Passo da históriaGilgamesh (mais antigo)Noé (Gênesis)
Aviso divino do dilúvioO deus Ea avisa UtnapishtimDeus avisa Noé
Ordem de construir um barco enormeSim, com medidas exatasSim, com medidas exatas
Levar família e animaisSimSim
O barco encalha numa montanhaMonte NisirMontes de Ararate
Soltar pássaros para achar terraPomba, andorinha, corvoCorvo e pomba
Sacrifício ao sair; deus(es) sentem o aroma"Os deuses sentiram o doce aroma""O Senhor sentiu o aroma suave"
Veredito

Cópia escancarada, dependência literária quase certa

Não é coincidência: é a mesma história, na mesma ordem, com os mesmos detalhes (até a pomba e o aroma do sacrifício). A versão suméria/babilônica é mais de mil anos mais antiga. Os hebreus, exilados na Babilônia, reescreveram o mito local trocando os deuses pelo seu Deus. Isto é consenso entre os estudiosos.

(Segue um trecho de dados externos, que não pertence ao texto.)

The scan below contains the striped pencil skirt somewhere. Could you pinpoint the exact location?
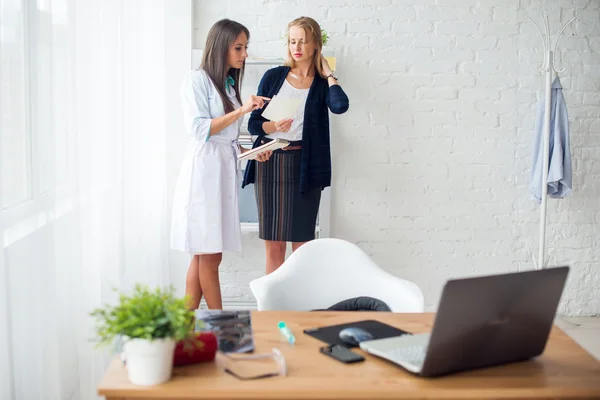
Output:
[254,145,321,242]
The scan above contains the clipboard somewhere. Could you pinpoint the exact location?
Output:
[238,138,290,161]
[303,319,411,347]
[261,95,300,121]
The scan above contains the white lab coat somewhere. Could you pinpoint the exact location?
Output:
[171,70,243,254]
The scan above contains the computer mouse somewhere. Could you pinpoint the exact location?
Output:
[339,327,373,346]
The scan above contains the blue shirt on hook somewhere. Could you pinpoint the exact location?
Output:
[531,76,573,203]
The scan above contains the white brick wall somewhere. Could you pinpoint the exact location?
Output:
[191,0,600,315]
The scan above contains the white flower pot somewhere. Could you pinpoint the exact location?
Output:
[123,339,175,386]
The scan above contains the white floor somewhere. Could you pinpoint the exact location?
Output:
[556,317,600,360]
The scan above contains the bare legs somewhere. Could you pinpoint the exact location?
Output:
[265,240,306,275]
[185,253,223,310]
[185,255,202,310]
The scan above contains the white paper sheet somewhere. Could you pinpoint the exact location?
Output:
[262,96,300,121]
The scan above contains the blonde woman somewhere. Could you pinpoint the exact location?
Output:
[243,17,349,274]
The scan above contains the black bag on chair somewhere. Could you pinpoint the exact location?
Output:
[313,296,392,311]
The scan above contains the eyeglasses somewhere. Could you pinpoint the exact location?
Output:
[222,348,287,380]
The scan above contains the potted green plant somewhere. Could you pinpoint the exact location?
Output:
[90,284,194,386]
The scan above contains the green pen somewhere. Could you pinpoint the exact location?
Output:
[277,321,296,344]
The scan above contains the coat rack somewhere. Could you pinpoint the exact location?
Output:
[527,15,575,269]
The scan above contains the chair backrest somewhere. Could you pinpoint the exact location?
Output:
[250,238,424,312]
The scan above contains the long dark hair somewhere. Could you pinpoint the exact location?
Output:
[200,19,250,114]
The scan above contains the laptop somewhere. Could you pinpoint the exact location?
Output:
[360,266,569,377]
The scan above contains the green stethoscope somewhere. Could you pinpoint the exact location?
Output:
[225,75,235,91]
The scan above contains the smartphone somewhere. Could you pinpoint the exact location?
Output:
[319,344,365,364]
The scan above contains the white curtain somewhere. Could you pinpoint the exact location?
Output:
[0,0,191,400]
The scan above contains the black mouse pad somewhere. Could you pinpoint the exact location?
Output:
[303,320,410,347]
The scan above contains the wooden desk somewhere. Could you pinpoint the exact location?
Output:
[98,311,600,400]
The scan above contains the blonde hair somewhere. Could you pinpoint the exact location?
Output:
[285,17,326,78]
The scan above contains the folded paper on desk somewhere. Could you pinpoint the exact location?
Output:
[262,95,300,121]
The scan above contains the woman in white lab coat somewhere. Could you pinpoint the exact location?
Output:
[171,19,270,309]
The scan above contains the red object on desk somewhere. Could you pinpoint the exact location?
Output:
[173,332,218,366]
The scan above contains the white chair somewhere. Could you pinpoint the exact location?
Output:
[250,238,424,312]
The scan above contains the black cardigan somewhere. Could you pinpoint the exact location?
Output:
[242,66,349,193]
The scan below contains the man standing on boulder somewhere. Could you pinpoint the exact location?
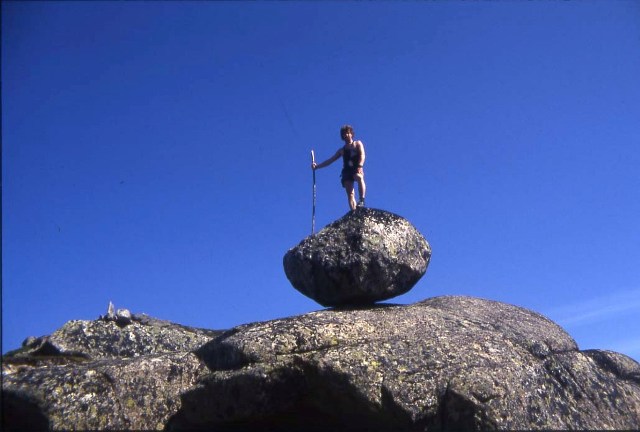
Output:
[311,125,367,210]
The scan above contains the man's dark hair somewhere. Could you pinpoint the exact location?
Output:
[340,125,355,138]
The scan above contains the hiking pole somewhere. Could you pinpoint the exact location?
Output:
[311,150,316,234]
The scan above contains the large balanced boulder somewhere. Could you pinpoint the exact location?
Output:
[283,208,431,306]
[1,296,640,432]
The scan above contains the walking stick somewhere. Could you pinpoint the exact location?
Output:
[311,150,316,234]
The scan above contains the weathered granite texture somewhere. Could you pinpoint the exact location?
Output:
[3,297,640,431]
[283,208,431,306]
[1,315,222,431]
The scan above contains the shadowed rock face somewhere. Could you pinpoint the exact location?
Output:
[283,208,431,306]
[3,297,640,431]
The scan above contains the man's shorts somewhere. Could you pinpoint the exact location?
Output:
[340,168,358,187]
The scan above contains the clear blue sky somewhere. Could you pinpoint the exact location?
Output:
[2,1,640,360]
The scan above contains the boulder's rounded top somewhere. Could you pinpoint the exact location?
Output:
[284,208,431,306]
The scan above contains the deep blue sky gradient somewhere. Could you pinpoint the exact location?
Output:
[2,1,640,360]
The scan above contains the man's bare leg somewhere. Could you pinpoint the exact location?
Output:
[354,174,367,203]
[344,181,356,210]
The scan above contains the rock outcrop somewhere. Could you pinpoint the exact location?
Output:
[0,314,222,431]
[3,297,640,431]
[283,208,431,306]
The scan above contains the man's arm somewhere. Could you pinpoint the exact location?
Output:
[311,149,342,169]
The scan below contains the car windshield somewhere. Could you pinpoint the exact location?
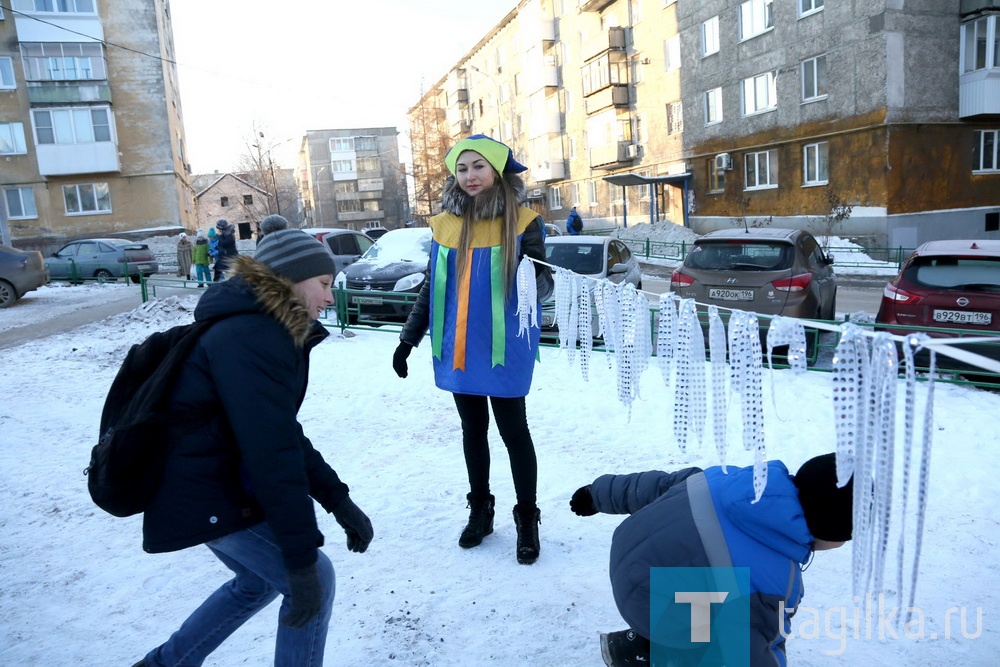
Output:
[684,241,794,271]
[906,257,1000,292]
[545,243,604,275]
[361,229,431,266]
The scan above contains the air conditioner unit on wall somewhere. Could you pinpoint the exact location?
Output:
[715,153,733,171]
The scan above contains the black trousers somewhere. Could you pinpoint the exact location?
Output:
[454,394,538,507]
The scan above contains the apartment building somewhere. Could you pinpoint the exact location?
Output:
[410,0,1000,247]
[0,0,194,249]
[296,127,409,230]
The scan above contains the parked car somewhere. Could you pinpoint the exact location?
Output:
[542,236,642,333]
[875,240,1000,370]
[0,245,49,308]
[334,227,431,321]
[45,239,160,283]
[670,227,837,320]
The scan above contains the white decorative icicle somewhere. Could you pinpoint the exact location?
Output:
[517,255,538,336]
[708,306,729,473]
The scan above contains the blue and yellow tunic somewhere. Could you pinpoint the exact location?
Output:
[430,207,541,398]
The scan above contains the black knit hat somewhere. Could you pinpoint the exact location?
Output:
[793,453,854,542]
[254,229,336,283]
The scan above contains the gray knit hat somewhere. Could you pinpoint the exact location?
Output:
[260,215,288,236]
[254,229,336,283]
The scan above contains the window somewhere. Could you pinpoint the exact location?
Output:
[740,0,774,41]
[705,88,722,125]
[667,100,684,134]
[663,35,681,72]
[707,157,726,192]
[0,123,28,155]
[63,183,111,215]
[972,130,1000,171]
[0,58,17,90]
[701,16,719,58]
[743,72,778,116]
[799,0,823,16]
[31,107,111,144]
[802,141,830,185]
[3,188,38,220]
[802,55,826,102]
[743,148,778,190]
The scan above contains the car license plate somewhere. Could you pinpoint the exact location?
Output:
[708,288,753,301]
[934,309,993,325]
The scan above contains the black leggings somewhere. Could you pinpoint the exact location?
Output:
[454,394,538,507]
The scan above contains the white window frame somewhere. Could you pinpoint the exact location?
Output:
[801,53,828,104]
[701,16,719,58]
[62,182,111,216]
[739,0,774,42]
[0,56,17,90]
[802,141,830,187]
[742,70,778,116]
[3,186,38,220]
[795,0,823,18]
[743,148,778,191]
[972,130,1000,174]
[705,86,723,125]
[0,123,28,155]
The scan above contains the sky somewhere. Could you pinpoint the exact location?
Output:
[0,228,1000,667]
[170,0,517,173]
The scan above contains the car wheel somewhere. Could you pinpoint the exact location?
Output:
[0,280,17,308]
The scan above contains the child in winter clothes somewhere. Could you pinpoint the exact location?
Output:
[392,134,553,564]
[570,454,854,667]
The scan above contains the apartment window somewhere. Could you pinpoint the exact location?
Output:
[701,16,719,58]
[31,107,111,144]
[743,148,778,190]
[743,72,778,116]
[0,58,16,90]
[707,157,726,192]
[63,183,111,215]
[663,35,681,72]
[799,0,823,16]
[705,88,722,125]
[802,141,830,185]
[549,188,562,211]
[972,130,1000,171]
[961,14,1000,74]
[667,100,684,134]
[740,0,774,41]
[3,188,38,220]
[0,123,28,155]
[802,55,826,102]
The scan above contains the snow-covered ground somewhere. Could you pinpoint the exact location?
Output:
[0,227,1000,667]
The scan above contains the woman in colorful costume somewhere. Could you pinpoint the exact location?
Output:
[392,134,553,564]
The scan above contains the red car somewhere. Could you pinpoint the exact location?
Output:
[875,240,1000,370]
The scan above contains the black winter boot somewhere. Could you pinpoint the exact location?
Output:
[458,493,496,549]
[514,505,542,565]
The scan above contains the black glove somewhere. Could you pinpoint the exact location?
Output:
[333,496,375,554]
[569,484,597,516]
[281,563,323,628]
[392,341,413,377]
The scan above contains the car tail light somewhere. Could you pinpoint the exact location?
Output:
[882,283,923,306]
[670,269,694,289]
[771,273,812,292]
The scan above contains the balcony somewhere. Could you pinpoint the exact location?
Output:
[590,141,635,169]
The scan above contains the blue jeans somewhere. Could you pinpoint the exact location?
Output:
[146,522,336,667]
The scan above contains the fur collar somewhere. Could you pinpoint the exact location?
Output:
[441,174,527,220]
[229,255,313,348]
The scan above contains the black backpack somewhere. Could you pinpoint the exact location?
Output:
[83,320,222,517]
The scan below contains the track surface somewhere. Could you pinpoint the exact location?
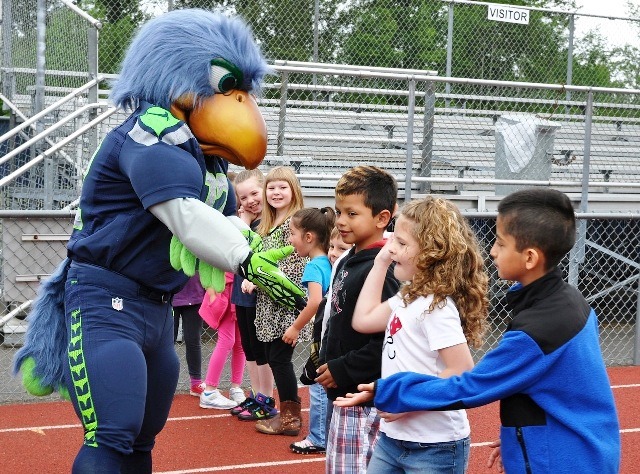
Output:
[0,367,640,474]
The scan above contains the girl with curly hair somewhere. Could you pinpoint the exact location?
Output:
[335,196,488,474]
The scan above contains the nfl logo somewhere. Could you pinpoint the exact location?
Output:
[111,298,122,311]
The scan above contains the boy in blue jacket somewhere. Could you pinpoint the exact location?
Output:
[336,188,620,474]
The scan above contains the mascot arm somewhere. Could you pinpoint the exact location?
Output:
[149,198,306,309]
[149,198,251,273]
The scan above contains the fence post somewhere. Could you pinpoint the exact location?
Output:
[276,71,289,156]
[633,278,640,365]
[565,14,575,114]
[419,81,436,193]
[404,78,416,202]
[444,3,453,107]
[87,26,100,153]
[569,91,593,287]
[0,0,14,103]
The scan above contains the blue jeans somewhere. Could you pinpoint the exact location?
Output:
[367,432,470,474]
[307,383,331,447]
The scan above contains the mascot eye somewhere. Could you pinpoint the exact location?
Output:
[209,58,242,94]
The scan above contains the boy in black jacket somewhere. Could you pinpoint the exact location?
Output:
[316,166,399,473]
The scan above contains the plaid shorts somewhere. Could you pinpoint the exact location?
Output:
[326,406,380,474]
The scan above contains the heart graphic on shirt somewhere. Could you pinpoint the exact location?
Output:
[389,315,402,336]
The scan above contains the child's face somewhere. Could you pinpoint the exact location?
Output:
[389,214,420,281]
[236,178,262,216]
[289,220,312,257]
[265,181,293,211]
[489,215,527,284]
[336,194,390,251]
[327,234,351,265]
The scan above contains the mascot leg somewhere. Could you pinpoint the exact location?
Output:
[13,259,71,399]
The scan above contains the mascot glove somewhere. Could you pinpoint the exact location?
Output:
[241,229,262,252]
[239,245,307,310]
[169,236,225,293]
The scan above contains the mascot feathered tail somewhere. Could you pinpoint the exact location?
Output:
[14,10,304,396]
[13,259,71,399]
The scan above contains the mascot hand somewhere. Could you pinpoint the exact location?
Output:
[198,260,226,293]
[240,245,307,310]
[169,234,226,293]
[169,235,198,276]
[241,229,262,252]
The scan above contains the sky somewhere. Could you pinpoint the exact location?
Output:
[576,0,640,46]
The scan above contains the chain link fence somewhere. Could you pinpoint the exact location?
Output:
[0,0,640,401]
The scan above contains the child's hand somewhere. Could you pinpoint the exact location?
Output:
[487,440,504,472]
[333,392,373,407]
[282,324,300,346]
[314,364,338,388]
[374,234,393,267]
[240,280,256,295]
[378,410,406,423]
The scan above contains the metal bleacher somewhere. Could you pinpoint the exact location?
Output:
[254,96,640,206]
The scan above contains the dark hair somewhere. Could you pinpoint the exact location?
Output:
[336,166,398,216]
[291,207,336,252]
[498,188,576,270]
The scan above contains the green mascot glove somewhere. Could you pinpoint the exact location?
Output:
[239,245,307,310]
[169,235,225,293]
[245,229,262,252]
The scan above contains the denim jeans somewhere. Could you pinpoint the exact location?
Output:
[307,383,333,447]
[367,432,470,474]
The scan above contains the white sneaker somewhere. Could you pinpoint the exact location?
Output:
[229,387,247,406]
[200,389,237,410]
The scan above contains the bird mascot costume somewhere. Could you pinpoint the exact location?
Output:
[14,10,304,474]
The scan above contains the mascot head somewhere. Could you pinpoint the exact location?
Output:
[110,9,271,169]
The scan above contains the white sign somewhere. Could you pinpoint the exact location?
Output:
[487,5,529,25]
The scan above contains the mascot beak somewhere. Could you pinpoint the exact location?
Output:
[171,90,267,169]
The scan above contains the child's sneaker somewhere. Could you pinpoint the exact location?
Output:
[238,393,278,421]
[200,389,236,410]
[189,382,207,397]
[289,438,325,454]
[229,387,247,405]
[230,397,260,416]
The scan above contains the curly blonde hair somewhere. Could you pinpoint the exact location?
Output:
[400,196,489,347]
[257,166,304,237]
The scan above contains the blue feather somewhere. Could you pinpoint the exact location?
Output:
[13,259,71,390]
[110,9,272,109]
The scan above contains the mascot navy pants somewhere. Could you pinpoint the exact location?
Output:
[65,262,179,472]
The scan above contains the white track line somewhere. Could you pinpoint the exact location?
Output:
[156,456,324,474]
[0,384,640,436]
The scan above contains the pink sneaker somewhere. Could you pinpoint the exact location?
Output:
[189,382,207,397]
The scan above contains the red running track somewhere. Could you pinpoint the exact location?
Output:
[0,367,640,474]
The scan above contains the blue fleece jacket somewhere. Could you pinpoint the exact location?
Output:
[375,270,620,474]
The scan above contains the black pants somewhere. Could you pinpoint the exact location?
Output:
[266,338,300,403]
[236,305,267,365]
[173,304,202,379]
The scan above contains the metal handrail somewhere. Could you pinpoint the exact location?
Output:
[0,94,72,163]
[0,107,118,188]
[60,0,102,29]
[0,103,104,165]
[0,75,103,143]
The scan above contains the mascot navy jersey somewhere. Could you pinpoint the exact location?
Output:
[68,102,229,292]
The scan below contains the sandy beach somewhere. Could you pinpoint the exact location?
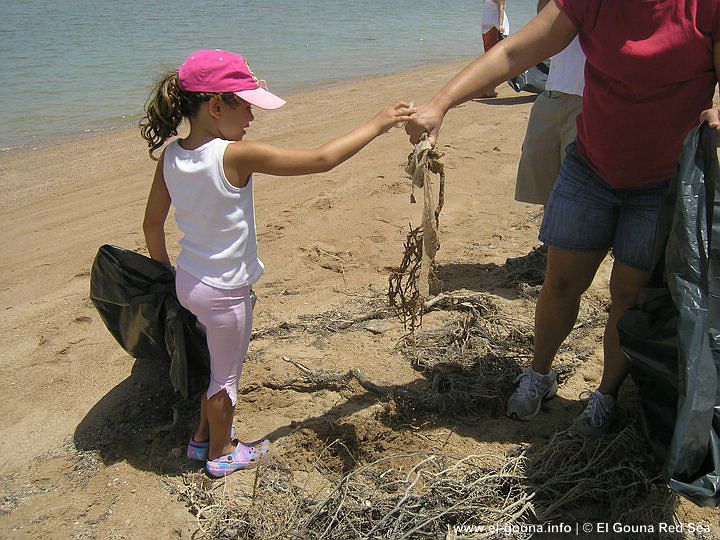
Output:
[0,63,720,539]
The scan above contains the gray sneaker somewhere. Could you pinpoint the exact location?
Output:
[507,366,557,420]
[569,390,615,439]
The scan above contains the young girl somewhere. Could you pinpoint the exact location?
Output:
[140,50,412,477]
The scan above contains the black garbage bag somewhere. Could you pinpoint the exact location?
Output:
[498,34,550,94]
[618,124,720,507]
[508,60,550,94]
[90,245,210,398]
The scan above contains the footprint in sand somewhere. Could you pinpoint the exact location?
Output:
[300,242,358,273]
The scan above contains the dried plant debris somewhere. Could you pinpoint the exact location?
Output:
[388,221,424,332]
[173,425,676,540]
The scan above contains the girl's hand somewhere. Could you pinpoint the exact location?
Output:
[405,101,446,145]
[700,107,720,130]
[372,101,415,134]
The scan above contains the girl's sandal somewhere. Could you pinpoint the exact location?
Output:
[187,428,237,461]
[205,439,270,478]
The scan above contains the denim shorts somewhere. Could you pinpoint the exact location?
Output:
[539,143,670,271]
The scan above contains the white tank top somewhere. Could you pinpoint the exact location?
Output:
[163,139,264,289]
[545,36,585,96]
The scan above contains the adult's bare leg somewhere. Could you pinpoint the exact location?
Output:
[532,246,606,374]
[598,261,650,397]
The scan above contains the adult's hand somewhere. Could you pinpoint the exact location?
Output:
[405,101,445,145]
[700,107,720,130]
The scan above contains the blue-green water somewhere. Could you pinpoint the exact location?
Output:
[0,0,536,148]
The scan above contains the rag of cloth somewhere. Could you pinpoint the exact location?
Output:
[405,134,445,298]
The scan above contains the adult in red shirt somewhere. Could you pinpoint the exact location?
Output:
[406,0,720,437]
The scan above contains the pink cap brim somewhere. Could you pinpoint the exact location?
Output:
[235,88,285,109]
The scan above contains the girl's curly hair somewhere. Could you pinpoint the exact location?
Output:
[140,69,241,160]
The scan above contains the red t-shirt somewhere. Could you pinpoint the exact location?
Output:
[556,0,720,188]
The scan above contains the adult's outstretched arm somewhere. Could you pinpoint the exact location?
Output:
[405,2,578,144]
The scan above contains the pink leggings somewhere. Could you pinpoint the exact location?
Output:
[175,268,252,406]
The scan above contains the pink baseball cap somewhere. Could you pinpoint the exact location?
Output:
[178,49,285,109]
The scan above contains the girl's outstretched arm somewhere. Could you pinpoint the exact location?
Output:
[223,102,414,185]
[143,154,172,266]
[405,2,578,143]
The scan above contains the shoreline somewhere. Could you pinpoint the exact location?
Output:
[0,56,476,159]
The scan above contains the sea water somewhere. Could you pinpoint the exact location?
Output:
[0,0,536,149]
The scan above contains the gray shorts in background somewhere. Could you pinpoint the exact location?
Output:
[515,90,582,204]
[539,143,670,271]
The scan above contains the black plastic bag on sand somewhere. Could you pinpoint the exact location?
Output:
[90,245,210,398]
[498,34,550,94]
[618,124,720,507]
[508,60,550,94]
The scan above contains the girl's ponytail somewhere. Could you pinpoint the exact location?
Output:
[140,69,242,160]
[140,69,187,160]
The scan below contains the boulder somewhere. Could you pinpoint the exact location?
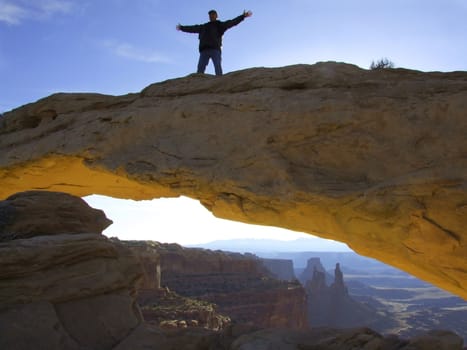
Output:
[0,191,112,242]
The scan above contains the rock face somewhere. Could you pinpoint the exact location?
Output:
[298,258,333,285]
[123,239,230,331]
[135,242,308,329]
[0,192,142,350]
[0,62,467,298]
[0,191,112,242]
[305,258,395,331]
[261,258,296,281]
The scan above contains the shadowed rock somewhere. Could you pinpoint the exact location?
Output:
[0,62,467,298]
[0,191,112,242]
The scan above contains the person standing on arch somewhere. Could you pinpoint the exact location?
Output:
[176,10,253,75]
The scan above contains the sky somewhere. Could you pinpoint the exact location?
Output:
[0,0,467,249]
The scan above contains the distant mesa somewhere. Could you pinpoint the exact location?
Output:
[0,191,462,350]
[0,62,467,299]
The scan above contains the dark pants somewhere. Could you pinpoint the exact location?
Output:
[198,49,222,75]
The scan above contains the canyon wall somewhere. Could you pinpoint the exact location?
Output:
[0,62,467,298]
[132,242,308,329]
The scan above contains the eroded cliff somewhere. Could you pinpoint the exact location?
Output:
[0,63,467,298]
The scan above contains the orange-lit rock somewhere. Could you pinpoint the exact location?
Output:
[0,63,467,298]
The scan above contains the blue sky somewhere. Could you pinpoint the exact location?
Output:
[0,0,467,246]
[0,0,467,112]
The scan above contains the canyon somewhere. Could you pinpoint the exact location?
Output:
[0,191,463,350]
[0,62,467,299]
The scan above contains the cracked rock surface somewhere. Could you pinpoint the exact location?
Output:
[0,62,467,299]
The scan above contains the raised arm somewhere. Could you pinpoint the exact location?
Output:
[222,11,253,31]
[176,24,203,33]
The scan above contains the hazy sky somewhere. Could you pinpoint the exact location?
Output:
[0,0,467,246]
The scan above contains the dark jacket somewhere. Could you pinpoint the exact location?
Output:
[180,15,245,52]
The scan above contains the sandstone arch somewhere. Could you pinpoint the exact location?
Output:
[0,62,467,298]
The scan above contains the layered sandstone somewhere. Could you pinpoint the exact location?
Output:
[305,258,396,332]
[125,242,308,329]
[0,62,467,298]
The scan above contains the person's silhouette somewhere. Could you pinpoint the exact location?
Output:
[176,10,253,75]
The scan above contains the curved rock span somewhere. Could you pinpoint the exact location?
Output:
[0,62,467,298]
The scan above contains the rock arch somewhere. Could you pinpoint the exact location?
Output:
[0,62,467,298]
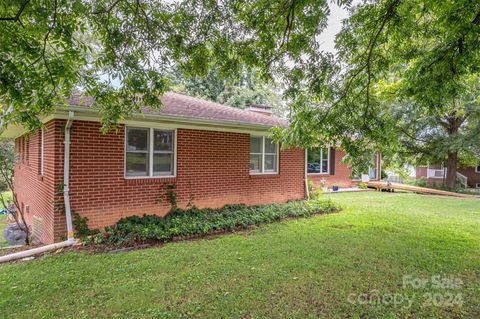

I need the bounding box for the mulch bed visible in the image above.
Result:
[0,209,340,265]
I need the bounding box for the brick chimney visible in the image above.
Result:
[247,103,272,116]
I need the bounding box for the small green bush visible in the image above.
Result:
[84,200,335,246]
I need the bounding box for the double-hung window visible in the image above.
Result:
[307,147,329,174]
[125,127,175,177]
[250,136,278,174]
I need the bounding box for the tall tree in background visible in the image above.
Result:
[173,68,287,117]
[0,0,328,129]
[276,0,480,188]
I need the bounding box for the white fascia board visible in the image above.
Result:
[0,106,280,138]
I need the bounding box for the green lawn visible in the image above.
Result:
[0,192,480,318]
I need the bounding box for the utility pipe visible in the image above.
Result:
[0,240,74,264]
[63,111,75,242]
[305,149,310,199]
[0,111,75,263]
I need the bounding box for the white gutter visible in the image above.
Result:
[63,111,75,242]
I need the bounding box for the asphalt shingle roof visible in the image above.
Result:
[67,92,288,127]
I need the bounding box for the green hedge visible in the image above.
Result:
[84,200,336,246]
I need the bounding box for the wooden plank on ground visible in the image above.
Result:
[367,182,480,199]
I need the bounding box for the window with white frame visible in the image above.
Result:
[307,147,329,174]
[125,127,175,177]
[250,136,278,174]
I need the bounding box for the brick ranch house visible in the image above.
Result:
[2,93,381,243]
[415,162,480,188]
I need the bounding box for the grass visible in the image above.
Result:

Prova 2, Moisés no cesto = Sargão no cesto

Sargão da Acádia
Sargão da Acádia, rei que viveu c. 2300 a.C., sua lenda de nascimento é quase idêntica à de Moisés, e mil anos mais antiga. Foto: ALFGRN, Wikimedia Commons (CC BY-SA 2.0)
A Lenda de Sargão
Mesopotâmia, sobre um rei de c. 2300 a.C.
"Minha mãe me concebeu e em segredo me deu à luz. Colocou-me num cesto de juncos, com betume selou minha tampa. Lançou-me ao rio… O rio me carregou e levou até Akki, o tirador de água."
Êxodo 2
Bíblia
"Tomou um cesto de juncos, e o revestiu com betume e piche, e pôs nele o menino, e o deixou entre os juncos à beira do rio… [a filha do faraó] o tirou das águas."
Veredito

O mesmo enredo, item por item

Cesto de juncos, vedado com betume, lançado ao rio, bebê resgatado das águas e criado por outra pessoa. A lenda de Sargão é mil anos mais antiga que Moisés. O motivo do "bebê salvo das águas" foi reaproveitado.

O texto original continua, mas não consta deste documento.